• Última hora
Embora com mais tempo entre os candidatos a prefeito de Bauru (pouco mais de 10 minutos e 54 segundos), Rodrigo Agostinho (PMDB) foi o último a acertar a equipe de rádio e TV para a campanha eleitoral, que começa hoje. A produtora é a bauruense W Pollice, de Walter Pollice. No rádio, a apresentação ficará a cargo de Alexandre Pitoli.

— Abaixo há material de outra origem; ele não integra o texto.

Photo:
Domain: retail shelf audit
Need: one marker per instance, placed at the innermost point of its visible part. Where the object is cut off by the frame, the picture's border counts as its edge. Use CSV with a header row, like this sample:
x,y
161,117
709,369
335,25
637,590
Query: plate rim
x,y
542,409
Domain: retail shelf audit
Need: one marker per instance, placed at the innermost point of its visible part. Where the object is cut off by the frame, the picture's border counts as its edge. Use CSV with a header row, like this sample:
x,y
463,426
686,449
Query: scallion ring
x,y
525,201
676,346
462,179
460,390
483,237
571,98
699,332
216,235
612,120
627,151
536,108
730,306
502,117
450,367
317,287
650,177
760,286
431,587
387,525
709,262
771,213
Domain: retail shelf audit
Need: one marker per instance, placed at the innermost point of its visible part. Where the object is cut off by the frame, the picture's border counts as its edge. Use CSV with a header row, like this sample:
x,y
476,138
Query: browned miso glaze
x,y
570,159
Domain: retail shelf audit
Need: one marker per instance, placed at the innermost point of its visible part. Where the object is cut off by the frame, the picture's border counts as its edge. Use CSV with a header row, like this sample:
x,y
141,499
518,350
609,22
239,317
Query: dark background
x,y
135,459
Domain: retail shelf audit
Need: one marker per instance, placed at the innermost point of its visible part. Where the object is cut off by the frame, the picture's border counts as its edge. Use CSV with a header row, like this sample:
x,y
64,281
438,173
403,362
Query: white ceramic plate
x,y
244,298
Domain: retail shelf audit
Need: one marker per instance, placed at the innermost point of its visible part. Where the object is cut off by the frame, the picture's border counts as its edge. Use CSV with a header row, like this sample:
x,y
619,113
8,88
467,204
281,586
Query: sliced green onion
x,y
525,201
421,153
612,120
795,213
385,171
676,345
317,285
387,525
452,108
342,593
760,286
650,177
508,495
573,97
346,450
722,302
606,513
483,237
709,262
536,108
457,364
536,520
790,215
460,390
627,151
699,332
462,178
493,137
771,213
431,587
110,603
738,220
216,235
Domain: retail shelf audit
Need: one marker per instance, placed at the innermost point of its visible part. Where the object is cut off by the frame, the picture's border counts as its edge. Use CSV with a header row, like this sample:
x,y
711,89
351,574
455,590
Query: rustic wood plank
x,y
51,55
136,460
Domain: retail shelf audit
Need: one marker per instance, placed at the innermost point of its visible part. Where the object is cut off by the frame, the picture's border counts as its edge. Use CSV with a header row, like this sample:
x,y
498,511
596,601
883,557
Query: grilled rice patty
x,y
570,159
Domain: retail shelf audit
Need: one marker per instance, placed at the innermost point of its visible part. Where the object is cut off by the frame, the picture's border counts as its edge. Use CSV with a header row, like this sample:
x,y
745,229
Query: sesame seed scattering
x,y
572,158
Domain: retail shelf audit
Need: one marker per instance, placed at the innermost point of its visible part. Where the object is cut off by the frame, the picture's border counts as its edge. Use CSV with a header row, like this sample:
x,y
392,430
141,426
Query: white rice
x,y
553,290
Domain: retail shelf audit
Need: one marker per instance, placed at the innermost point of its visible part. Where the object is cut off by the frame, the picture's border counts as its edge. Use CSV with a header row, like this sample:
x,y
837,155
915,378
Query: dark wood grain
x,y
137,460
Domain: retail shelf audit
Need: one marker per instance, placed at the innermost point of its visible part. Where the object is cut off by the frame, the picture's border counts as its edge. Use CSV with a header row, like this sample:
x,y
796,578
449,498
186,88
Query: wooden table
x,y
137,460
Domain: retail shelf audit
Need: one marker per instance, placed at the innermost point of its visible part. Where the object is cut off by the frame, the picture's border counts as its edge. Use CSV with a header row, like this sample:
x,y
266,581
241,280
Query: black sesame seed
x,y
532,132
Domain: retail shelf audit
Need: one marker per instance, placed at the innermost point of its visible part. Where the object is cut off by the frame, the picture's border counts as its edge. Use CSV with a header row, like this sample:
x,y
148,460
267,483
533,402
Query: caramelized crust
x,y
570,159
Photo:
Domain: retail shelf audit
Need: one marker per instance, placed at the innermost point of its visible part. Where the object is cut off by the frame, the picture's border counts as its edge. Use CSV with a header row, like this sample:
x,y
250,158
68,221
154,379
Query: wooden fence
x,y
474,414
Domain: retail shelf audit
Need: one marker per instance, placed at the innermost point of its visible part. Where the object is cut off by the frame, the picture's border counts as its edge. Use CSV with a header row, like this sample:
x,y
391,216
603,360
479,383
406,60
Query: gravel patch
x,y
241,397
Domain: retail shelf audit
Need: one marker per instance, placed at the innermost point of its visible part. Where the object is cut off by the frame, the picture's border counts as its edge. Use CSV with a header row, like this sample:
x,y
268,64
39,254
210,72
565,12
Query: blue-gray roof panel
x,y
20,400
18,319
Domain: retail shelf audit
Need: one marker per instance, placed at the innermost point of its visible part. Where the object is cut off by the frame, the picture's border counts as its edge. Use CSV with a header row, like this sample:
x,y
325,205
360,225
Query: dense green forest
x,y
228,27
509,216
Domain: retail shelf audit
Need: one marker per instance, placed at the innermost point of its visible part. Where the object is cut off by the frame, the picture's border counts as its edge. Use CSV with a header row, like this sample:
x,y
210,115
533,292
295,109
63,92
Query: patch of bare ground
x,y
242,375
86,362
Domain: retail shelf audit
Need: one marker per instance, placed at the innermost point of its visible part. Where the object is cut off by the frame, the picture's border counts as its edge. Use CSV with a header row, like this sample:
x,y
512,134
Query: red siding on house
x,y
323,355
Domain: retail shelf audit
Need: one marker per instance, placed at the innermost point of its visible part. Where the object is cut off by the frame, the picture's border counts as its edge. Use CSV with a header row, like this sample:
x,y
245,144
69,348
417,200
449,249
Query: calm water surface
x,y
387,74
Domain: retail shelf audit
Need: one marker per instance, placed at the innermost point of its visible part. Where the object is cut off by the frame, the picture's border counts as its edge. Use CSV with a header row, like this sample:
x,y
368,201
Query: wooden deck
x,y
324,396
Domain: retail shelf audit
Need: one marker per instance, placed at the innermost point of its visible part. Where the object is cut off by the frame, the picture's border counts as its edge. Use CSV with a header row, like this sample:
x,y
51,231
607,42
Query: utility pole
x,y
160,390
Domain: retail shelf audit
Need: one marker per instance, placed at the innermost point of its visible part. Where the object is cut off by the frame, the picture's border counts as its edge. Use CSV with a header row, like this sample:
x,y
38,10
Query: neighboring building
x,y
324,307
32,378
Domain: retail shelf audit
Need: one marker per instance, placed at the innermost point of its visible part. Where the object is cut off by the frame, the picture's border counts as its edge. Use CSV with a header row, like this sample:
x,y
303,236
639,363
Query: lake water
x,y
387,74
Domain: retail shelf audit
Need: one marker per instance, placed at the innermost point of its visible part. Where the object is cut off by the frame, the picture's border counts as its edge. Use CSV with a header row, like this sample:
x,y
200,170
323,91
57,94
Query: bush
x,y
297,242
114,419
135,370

Os textos terão a redação de Fernando Oliver. Rodrigo diz que não contará com marqueteiro e pode não ter apresentador de TV, em razão do formato dos programas.
• Críticas à taxa
O vereador Marcelo Borges (PSDB) criticou ontem, na Câmara, a cobrança, pela Emdurb, de taxa de R$ 100,00 para obras de reparos em túmulos. Segundo ele, o prefeito Tuga Angerami disse que iria rever a cobrança da taxa em recente reunião. Majô Jandreice (PC do B) engrossou a reclamação dizendo que a situação tende a piorar, porque os cemitérios estão sujos e com animais peçonhentos.
• Proposta de multa
O presidente da Câmara de Bauru, Paulo Madureira (PP), apresentou um projeto de lei que vai render polêmica. Na tentativa de evitar que os coletores de lixo venham a se ferir com cacos de vidro, injeções e lâmpadas mal-acondicionadas, ele quer, entre outras questões, que o infrator receba multa de R$ 500,00. No caso de reincidência, pede que este responda por crime de dano físico.
• Proposta vetada
O prefeito Tuga Angerami vetou o projeto de lei de autoria do vereador José Carlos Batata (PT) que cobra das agências bancárias o oferecimento de número suficiente de funcionários para atendimento. O problema não é a relevância da proposta, mas o vício de inconstitucionalidade. O Executivo é que teria de propor o projeto. Outro aspecto é que o texto não é isonômico, mas diz respeito apenas aos bancos, excluindo outros estabelecimentos prestadores de serviços.
• Sangue e pedágio
Toninho Garmes (PTB) comentou ontem que se excedeu em críticas na semana passada. Ele disse que a adrenalina era tanta que no intervalo regimental bateu a canela num móvel da sala da presidência, “esguichando sangue” pelo local. Ontem, mais calmo, engrossou coro em favor da greve da Polícia Civil. Para demonstrar que o governo estadual arrecada bastante, ele disse que foi para São Paulo e gastou de pedágio (ida e volta) R$ 70,67, montante equivalente a cinco dias de trabalho de um assalariado.
• Tarifas bancárias
Ao comentar matéria do JC de domingo tratando das despesas fixas que a Prefeitura de Bauru tem por mês, o vereador João Parreira (PSDB) estranhou o pagamento que o Executivo tem com R$ 80 mil de tarifas bancárias. Presidente da Comissão de Fiscalização e Controle, o tucano informou que vai pedir informações à prefeitura sobre esse pagamento.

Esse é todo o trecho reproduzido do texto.